[PATCH 6/6] drm/i915/gvt: Add error rating system

fred gao fred.gao at intel.com
Thu Aug 10 15:31:40 UTC 2017


This patch is to implement the error rating system to track the
guest cmd scan and prepare workload states, the guest will enter
into failsafe mode once it reaches some limit.

Generally, there are 3 types of errors: a) some commands might be
unknown;  b) some cmd access invalid address space; c) some gvt
internal erors. A penalty score is defined for each of them.

v2:
- remove some internal i915 errors rating.  (Zhenyu)
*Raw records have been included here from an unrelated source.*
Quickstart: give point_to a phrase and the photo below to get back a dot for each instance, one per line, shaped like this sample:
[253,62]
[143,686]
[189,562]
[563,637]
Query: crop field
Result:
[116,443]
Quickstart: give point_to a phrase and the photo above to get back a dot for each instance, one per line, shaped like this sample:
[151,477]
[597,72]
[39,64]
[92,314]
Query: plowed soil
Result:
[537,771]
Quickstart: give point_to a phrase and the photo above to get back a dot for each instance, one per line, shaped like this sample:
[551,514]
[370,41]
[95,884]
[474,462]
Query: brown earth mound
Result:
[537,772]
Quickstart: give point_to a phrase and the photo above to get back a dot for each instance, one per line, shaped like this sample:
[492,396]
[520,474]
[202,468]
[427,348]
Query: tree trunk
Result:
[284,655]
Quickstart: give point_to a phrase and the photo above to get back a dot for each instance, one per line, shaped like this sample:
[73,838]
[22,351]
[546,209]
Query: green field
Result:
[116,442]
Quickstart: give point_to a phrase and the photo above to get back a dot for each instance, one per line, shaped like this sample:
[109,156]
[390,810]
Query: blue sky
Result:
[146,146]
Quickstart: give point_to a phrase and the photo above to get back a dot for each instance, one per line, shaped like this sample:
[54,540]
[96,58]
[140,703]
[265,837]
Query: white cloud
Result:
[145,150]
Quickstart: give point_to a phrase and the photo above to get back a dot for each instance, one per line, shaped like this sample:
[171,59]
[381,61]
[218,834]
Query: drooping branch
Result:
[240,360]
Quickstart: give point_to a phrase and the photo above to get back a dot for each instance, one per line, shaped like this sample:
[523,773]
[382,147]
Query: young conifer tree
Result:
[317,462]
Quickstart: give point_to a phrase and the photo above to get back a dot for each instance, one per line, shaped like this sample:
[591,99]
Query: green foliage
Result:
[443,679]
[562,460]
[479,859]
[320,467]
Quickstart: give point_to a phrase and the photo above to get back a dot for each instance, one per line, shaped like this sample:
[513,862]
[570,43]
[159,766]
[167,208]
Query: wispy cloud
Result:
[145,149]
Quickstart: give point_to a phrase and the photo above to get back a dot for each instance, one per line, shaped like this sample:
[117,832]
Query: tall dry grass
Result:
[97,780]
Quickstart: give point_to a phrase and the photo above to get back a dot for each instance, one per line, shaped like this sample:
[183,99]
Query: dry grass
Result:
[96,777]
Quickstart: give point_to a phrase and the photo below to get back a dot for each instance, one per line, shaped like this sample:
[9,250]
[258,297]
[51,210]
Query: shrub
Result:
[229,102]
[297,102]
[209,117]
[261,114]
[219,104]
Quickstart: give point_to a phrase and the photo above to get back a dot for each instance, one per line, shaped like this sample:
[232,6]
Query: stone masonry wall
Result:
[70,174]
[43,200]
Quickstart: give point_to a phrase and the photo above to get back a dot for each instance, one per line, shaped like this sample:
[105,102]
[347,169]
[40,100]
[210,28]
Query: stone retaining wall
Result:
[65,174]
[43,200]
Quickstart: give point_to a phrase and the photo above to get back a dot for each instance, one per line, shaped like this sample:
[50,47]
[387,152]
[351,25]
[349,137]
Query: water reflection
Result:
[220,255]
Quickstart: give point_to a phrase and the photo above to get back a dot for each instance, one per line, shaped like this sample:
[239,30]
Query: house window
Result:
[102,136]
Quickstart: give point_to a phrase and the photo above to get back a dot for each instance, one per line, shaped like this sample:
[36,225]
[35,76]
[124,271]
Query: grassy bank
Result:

Signed-off-by: fred gao <fred.gao at intel.com>
---
 drivers/gpu/drm/i915/gvt/cmd_parser.c | 43 +++++++++++++++++++++++++++--------
 drivers/gpu/drm/i915/gvt/execlist.c   | 10 +++++---
 drivers/gpu/drm/i915/gvt/gtt.c        |  3 ++-
 drivers/gpu/drm/i915/gvt/gvt.h        | 11 +++++++++
 drivers/gpu/drm/i915/gvt/handlers.c   |  4 +++-
 drivers/gpu/drm/i915/gvt/scheduler.c  |  2 ++
 6 files changed, 59 insertions(+), 14 deletions(-)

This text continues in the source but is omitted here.